Insider - EZB hält Geldhahn für griechische Banken offen

Athen/Frankfurt (APA/Reuters) - Die EZB wird Insidern zufolge den Geldhahn für die angeschlagenen griechischen Banken auch in dieser Woche a...

Athen/Frankfurt (APA/Reuters) - Die EZB wird Insidern zufolge den Geldhahn für die angeschlagenen griechischen Banken auch in dieser Woche aufhalten. Der EZB-Rat werde am Mittwoch auf seiner Sitzung höchstwahrscheinlich die sogenannten ELA-Liquiditätsspritzen weiter erhöhen, sagten mehrere mit den Überlegungen vertraute Personen zu Reuters.
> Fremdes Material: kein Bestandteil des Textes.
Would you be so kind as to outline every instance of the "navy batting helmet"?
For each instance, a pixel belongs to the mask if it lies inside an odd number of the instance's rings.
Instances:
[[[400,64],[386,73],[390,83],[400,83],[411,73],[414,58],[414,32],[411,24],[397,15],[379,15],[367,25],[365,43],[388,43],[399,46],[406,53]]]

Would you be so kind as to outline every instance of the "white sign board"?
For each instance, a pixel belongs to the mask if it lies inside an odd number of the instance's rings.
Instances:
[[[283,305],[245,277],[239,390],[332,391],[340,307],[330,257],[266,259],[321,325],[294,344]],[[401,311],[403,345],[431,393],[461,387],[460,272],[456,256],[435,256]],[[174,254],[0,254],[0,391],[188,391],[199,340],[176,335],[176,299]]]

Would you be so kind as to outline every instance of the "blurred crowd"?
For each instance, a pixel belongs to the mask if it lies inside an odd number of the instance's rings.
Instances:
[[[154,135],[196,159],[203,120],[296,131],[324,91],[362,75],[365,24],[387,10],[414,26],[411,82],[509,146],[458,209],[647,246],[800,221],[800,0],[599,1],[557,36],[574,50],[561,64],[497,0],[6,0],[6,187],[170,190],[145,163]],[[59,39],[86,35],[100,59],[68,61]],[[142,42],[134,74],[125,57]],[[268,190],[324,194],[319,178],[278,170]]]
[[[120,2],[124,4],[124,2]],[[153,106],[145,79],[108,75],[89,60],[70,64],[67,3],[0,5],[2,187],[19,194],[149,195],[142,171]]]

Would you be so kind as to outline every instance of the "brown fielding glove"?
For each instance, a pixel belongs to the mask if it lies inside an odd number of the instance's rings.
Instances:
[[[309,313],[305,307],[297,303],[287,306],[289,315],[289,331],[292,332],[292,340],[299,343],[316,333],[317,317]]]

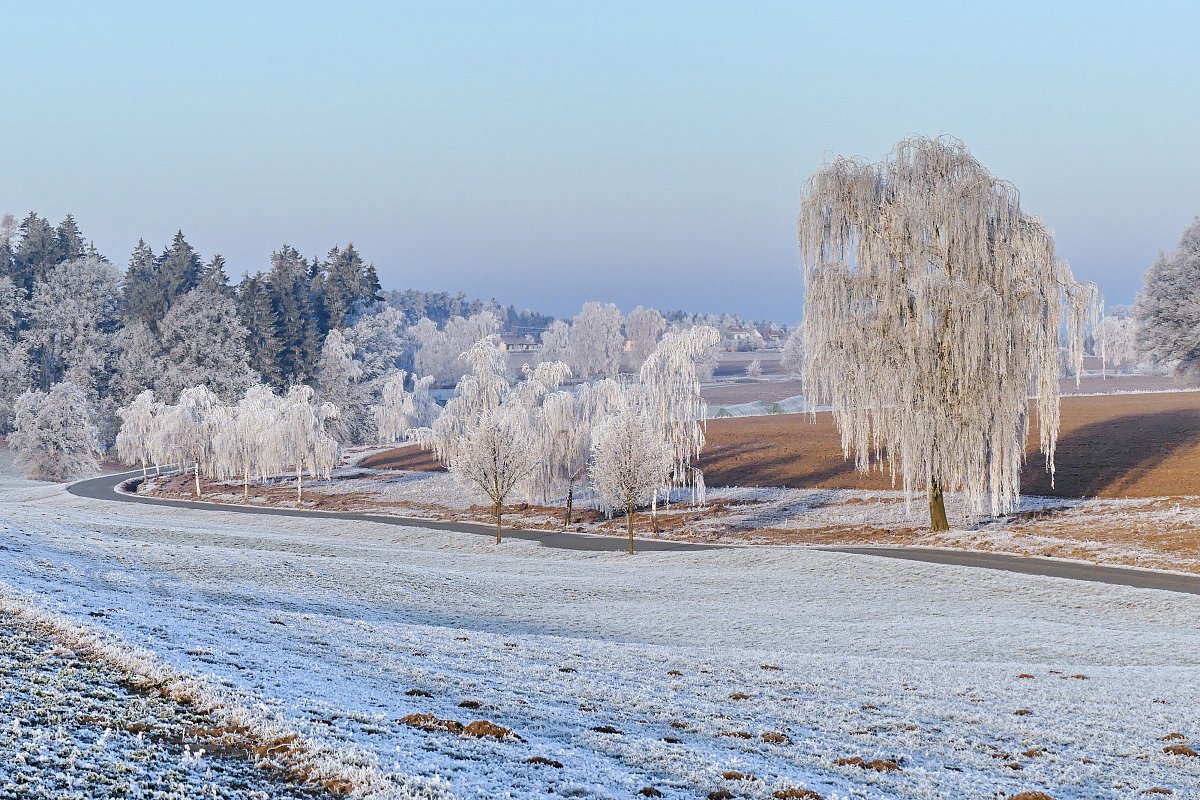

Um die Hilfen an griechische Geldhäuser, die die Athener Notenbank gegen Sicherheiten gewährt und die EZB durchwinken muss, gibt es seit Wochen Diskussionen. „Griechenland bereitet dem EZB-Rat mehr und mehr Kopfschmerzen“, sagte einer der Insider.

Die Banken des von der Pleite bedrohten Mittelmeerlandes sind zunehmend auf diese Geldspritzen angewiesen, da sie von der direkten Finanzierung durch die EZB weitgehend abgeschnitten sind. Denn die Europäische Zentralbank (EZB) akzeptiert bonitätsschwache griechische Anleihen nicht mehr als Sicherheiten. Erst in der vergangenen Woche hatte die EZB nach Angaben eines Insiders den Rahmen für die Notkredite um 1,4 Milliarden auf 76,9 Milliarden Euro erhöht. Sie entscheidet inzwischen wöchentlich über ELA-Hilfen. Manche Notenbanken, darunter die Bundesbank, fordern, die EZB solle sich bei der Gewährung der Notkredite ganz eng an die Regeln halten.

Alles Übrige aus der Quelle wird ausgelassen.